Re: future of the C++

From:
Walter Bright <newshound1@digitalmars.com>
Newsgroups:
comp.lang.c++.moderated
Date:
Thu, 8 Jul 2010 07:16:27 CST
Message-ID:
<i13i2b$jlb$1@news.eternal-september.org>
Ian Collins wrote:

On 07/ 8/10 08:16 AM, Walter Bright wrote:

Mathias Gaunard wrote:

I personally don't understand the point of non-recoverable exceptions
at all. If they're non recoverable, it means it is something that
should *never* happen, and therefore is a bug in the program itself.
The program might as well abort and terminate directly. Trying to
clean up in the face of something that should never happen in the
first place cannot work, and might actually lead to even more errors.


Yes, you're quite right.

Being able to catch them, however, can make debugging a program easier.

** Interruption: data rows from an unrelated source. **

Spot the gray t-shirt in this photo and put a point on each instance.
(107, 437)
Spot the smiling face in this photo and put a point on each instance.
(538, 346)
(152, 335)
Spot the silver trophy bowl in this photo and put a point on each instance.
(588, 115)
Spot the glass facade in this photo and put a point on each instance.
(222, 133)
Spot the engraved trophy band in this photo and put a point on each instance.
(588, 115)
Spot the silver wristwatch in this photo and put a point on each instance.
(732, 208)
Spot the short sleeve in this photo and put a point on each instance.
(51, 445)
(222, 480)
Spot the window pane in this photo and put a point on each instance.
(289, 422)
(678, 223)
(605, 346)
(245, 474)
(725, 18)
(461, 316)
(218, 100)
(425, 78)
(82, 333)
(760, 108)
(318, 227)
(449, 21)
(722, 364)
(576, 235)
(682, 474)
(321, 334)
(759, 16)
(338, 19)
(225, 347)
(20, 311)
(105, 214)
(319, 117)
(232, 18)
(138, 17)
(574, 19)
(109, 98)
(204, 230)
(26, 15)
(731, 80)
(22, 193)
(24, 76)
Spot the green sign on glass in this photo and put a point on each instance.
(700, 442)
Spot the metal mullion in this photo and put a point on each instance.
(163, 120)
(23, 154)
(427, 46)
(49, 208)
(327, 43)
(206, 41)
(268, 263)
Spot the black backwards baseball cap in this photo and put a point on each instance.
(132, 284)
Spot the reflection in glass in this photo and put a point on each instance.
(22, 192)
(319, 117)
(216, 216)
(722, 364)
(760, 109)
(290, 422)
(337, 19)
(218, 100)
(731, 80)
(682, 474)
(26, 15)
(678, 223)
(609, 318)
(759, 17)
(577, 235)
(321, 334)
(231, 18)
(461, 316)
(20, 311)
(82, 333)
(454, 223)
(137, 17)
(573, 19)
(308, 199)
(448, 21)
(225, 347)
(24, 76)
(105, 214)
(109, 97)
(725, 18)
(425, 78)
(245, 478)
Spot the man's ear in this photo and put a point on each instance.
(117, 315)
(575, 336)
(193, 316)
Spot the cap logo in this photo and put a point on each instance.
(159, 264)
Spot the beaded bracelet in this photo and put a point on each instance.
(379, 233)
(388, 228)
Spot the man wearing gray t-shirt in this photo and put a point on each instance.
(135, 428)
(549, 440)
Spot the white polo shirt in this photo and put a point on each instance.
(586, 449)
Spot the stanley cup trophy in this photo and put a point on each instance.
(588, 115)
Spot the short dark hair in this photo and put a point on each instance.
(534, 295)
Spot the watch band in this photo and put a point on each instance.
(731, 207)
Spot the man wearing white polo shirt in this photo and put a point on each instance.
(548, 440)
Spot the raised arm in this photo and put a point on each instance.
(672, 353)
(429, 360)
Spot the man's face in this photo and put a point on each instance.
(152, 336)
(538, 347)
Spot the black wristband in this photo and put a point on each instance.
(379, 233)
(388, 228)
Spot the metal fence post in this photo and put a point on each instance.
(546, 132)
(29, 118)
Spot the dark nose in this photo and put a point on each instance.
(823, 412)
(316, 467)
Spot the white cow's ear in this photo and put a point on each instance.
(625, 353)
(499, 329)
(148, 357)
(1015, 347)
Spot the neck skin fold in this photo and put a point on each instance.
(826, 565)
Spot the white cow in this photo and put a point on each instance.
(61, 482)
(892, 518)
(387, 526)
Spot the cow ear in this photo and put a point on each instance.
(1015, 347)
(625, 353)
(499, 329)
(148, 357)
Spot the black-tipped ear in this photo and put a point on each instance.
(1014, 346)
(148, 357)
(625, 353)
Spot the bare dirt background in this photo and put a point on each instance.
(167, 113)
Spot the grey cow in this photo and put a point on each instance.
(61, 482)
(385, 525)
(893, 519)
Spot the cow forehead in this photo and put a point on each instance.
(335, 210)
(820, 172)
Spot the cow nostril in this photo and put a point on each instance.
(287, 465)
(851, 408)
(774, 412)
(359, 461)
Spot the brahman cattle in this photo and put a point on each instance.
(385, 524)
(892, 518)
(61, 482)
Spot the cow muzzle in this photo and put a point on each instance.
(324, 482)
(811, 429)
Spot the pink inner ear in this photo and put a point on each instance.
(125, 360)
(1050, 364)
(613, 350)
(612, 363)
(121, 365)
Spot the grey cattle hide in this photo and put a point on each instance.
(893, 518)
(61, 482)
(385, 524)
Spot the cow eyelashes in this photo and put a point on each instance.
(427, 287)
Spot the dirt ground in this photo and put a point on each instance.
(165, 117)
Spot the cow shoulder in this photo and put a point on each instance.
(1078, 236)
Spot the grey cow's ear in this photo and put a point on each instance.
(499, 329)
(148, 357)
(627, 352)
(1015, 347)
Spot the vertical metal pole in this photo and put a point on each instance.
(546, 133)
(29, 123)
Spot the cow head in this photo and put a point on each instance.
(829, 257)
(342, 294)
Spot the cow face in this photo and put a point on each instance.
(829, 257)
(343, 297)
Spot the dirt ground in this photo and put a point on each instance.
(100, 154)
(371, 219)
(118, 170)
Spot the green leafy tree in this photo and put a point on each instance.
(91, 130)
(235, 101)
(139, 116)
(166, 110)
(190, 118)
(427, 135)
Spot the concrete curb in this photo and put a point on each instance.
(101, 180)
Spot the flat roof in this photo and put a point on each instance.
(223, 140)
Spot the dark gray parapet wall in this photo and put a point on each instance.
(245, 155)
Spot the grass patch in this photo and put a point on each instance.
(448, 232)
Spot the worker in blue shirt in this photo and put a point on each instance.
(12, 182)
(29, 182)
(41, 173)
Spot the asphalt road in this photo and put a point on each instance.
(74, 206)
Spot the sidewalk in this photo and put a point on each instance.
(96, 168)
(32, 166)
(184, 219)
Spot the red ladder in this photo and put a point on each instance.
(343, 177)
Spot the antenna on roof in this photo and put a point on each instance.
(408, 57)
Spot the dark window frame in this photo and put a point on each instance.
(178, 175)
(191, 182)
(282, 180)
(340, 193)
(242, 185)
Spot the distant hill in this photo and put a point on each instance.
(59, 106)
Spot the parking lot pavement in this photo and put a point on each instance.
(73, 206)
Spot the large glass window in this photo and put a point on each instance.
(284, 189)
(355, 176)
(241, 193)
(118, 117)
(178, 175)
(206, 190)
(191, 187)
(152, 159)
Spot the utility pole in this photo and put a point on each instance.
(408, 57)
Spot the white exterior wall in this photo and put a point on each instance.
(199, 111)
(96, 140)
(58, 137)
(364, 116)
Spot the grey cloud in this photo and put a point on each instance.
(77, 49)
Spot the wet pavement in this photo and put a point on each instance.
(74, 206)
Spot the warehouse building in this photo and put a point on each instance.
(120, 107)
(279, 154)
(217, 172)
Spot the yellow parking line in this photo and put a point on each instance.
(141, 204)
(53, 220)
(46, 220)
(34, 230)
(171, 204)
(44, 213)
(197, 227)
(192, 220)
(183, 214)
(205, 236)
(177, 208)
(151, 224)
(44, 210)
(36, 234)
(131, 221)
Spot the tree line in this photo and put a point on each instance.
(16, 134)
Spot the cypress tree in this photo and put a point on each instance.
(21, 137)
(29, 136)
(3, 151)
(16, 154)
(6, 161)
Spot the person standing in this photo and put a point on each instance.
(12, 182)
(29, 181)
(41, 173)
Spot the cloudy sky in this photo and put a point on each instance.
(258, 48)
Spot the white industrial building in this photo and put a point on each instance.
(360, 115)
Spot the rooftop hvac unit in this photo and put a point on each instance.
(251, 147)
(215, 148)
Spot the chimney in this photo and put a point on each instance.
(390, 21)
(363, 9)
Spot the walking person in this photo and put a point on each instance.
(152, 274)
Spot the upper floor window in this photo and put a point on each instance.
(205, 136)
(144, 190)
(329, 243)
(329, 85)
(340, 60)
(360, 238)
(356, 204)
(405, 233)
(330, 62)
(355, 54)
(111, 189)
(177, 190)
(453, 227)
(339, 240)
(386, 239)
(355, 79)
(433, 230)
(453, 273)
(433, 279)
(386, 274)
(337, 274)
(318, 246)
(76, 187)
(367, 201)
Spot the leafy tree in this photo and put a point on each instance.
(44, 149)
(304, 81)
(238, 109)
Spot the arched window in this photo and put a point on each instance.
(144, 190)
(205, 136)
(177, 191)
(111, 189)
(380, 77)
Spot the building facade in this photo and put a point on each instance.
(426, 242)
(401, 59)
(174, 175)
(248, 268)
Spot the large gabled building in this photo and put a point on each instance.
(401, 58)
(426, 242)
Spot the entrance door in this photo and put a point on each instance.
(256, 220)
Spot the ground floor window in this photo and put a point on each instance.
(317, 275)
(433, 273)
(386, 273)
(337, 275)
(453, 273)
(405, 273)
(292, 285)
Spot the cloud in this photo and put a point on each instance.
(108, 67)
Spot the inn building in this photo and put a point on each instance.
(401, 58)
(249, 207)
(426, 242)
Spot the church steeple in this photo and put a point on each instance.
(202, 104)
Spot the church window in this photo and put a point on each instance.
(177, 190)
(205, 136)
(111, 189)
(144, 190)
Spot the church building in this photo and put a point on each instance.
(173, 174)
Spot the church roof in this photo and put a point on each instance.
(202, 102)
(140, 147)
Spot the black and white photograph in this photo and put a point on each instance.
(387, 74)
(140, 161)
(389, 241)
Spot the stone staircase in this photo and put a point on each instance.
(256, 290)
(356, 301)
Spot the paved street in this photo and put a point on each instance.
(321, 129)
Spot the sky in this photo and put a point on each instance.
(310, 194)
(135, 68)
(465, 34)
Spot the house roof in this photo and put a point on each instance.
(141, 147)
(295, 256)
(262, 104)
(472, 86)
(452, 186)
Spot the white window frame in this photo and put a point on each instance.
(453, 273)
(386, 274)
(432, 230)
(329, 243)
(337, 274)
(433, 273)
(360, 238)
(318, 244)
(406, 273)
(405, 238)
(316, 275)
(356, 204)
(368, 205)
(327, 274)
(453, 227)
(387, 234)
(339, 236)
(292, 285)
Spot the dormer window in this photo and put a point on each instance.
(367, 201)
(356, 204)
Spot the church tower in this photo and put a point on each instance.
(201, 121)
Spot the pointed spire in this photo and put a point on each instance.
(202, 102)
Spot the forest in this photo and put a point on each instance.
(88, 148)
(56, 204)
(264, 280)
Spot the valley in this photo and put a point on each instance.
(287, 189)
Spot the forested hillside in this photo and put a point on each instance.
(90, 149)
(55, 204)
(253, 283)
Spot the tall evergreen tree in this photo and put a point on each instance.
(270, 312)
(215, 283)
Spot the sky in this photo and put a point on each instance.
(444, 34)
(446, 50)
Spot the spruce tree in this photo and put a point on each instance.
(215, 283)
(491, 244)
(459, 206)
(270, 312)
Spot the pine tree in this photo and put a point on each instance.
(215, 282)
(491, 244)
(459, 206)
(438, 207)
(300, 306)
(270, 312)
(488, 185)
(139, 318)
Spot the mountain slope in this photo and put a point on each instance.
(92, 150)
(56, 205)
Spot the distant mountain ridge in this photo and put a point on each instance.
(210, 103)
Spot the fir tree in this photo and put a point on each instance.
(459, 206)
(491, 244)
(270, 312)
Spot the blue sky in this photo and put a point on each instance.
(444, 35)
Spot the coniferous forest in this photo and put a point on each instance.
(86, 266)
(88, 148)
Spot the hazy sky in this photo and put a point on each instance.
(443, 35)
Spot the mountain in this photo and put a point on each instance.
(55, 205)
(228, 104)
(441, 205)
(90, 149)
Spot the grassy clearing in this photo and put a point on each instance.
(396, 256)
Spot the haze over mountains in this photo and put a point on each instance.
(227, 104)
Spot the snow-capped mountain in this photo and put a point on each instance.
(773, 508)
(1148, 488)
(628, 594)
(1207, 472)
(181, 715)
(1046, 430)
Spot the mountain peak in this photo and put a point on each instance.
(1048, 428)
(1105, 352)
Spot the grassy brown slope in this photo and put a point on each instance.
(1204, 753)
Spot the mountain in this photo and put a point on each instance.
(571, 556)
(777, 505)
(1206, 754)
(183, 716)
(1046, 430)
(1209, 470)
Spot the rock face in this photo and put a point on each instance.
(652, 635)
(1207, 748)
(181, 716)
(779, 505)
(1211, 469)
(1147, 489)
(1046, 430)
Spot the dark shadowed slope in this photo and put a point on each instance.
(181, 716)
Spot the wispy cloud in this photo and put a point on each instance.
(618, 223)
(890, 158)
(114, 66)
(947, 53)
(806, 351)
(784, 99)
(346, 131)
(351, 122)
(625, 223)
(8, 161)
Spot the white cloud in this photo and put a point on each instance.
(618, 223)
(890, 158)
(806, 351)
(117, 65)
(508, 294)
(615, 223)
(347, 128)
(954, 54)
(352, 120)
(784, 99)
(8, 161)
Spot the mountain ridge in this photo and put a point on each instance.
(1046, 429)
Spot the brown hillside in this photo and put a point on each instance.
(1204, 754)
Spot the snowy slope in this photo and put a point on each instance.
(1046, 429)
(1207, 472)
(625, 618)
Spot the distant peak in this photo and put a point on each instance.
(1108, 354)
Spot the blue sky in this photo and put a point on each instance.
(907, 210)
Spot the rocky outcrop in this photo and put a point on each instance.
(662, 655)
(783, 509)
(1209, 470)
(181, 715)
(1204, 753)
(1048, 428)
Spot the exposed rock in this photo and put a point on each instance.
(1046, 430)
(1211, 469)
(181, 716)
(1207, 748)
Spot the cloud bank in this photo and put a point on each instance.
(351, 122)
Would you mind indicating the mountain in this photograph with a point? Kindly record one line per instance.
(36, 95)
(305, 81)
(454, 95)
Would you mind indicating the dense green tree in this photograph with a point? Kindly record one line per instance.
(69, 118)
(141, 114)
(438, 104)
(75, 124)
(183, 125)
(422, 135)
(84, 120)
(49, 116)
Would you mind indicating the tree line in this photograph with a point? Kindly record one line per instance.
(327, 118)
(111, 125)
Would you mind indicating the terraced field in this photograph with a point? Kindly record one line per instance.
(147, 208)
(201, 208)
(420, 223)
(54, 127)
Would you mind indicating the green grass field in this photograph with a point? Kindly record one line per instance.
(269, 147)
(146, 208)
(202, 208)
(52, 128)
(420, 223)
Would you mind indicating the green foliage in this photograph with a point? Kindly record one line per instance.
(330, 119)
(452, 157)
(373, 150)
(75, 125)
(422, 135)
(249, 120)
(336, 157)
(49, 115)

Isn't a breakpoint on abort() a better alternative? I wouldn't want any
unwinding or object clean-up to occur under those conditions. Along
with the risk of more damage being done, valuable state information may
be lost.


Usually, yes, a breakpoint is better. But consider what a breakpoint is
- it's a debugger installing an exception handler! A debugger is
sometimes not available, and so it's nice to be able to build in a bit
of debugger capability into the program.